1.9.0
RubyLLM 1.9.0: Tool Schemas, Prompt Caching & Transcriptions ✨🎙️
Major release that makes tool definitions feel like Ruby, lets you lean on Anthropic prompt caching everywhere, and turns audio transcription into a one-liner—plus better Gemini structured output and Nano Banana image responses.
🧰 JSON Schema Tooling That Feels Native
The new RubyLLM::Schema params DSL supports full JSON Schema for tool parameter definitions, including nested objects, arrays, enums, and nullable fields.
class Scheduler < RubyLLM::Tool
description "Books a meeting"
params do
object :window, description: "Time window to reserve" do
string :start, description: "ISO8601 start"

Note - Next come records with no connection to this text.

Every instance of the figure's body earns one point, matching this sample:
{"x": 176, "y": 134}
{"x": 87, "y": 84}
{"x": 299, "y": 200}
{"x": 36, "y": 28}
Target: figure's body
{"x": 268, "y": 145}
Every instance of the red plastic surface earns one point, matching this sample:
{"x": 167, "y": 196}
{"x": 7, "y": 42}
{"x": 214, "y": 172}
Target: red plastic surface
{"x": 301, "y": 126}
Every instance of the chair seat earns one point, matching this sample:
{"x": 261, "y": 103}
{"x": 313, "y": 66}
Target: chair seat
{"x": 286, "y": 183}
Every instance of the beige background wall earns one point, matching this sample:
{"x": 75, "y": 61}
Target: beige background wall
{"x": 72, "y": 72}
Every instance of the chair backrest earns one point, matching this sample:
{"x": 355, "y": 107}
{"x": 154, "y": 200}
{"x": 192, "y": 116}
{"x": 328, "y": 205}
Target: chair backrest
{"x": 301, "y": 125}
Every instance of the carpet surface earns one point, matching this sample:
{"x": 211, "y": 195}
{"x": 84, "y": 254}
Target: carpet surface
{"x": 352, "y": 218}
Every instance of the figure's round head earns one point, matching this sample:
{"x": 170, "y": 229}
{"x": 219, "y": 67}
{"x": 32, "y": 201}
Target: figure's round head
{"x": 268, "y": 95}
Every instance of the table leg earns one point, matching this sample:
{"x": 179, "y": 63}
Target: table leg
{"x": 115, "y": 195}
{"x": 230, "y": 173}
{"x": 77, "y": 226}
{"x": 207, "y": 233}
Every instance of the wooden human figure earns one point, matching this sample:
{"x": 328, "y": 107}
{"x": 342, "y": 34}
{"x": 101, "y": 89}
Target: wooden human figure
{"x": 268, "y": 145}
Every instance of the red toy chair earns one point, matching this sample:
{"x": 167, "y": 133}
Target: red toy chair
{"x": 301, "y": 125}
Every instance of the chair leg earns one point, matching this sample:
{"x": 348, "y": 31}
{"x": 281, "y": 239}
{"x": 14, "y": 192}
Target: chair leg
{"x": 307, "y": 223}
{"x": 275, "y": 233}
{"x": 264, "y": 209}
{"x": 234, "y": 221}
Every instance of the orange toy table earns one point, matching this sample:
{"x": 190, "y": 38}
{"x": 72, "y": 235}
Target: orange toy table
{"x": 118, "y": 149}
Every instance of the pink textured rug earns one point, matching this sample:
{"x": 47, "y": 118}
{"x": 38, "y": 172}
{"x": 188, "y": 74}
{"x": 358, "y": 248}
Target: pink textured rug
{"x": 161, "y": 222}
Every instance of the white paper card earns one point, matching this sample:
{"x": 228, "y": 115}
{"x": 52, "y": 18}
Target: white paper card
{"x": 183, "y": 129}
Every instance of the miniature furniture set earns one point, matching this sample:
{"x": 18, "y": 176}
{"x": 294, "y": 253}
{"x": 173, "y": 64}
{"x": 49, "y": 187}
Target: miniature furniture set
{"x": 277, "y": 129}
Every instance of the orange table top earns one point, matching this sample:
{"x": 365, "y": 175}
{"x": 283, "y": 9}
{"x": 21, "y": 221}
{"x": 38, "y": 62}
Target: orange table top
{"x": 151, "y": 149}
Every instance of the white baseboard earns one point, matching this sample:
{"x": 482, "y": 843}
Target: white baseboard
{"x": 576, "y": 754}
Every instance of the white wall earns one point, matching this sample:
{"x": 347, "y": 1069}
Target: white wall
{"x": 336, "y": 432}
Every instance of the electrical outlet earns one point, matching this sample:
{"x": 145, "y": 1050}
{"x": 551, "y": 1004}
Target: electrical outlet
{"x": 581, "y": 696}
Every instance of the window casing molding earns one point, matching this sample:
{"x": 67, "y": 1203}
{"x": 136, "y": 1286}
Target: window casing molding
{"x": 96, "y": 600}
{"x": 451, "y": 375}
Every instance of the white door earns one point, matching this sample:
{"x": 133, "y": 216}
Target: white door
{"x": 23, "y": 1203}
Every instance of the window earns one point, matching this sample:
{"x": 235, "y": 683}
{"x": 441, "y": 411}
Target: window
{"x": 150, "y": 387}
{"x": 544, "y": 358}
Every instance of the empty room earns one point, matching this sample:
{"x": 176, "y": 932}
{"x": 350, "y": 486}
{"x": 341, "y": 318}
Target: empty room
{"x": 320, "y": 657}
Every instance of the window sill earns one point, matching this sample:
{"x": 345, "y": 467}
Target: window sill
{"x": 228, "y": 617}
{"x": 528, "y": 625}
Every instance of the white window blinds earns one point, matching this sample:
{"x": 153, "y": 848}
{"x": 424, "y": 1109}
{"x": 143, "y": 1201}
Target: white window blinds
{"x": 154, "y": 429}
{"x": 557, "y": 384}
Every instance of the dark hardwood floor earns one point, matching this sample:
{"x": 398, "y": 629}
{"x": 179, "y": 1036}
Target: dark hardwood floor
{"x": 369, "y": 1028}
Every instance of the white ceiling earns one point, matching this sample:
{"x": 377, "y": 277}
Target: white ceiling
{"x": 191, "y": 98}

string :finish, description: "ISO8601 finish"
end
array :participants, of: :string, description: "Email invitees"
any_of :format, description: "Optional meeting format" do
string enum: %w[virtual in_person]
null
end
end
def execute(window:, participants:, format: nil)
Booking.reserve(window:, participants:, format:)
end
end
- Powered by
RubyLLM::Schema, the same awesome Ruby DSL we recommend to use for Structured Output'schat.with_schema. - Already handles Anthropic/Gemini quirks like nullable unions and enums - no more ad-hoc translation layers.
- Prefer raw hashes? Pass
params schema: { ... }to keep your existing JSON Schema verbatim.
🧱 Raw Content Blocks & Anthropic Prompt Caching Everywhere
When you need to handcraft message envelopes:
chat = RubyLLM.chat(model: "claude-sonnet-4-5")
raw_request = RubyLLM::Content::Raw.new([
{ type: "text", text: File.read("prompt.md"), cache_control: { type: "ephemeral" } },
{ type: "text", text: "Summarize today’s work." }
])
chat.ask(raw_request)
We also provide an helper specifically for Anthropic Prompt Caching:
system_block = RubyLLM::Providers::Anthropic::Content.new(
"You are our release-notes assistant.",
cache: true
)
chat.add_message(role: :system, content: system_block)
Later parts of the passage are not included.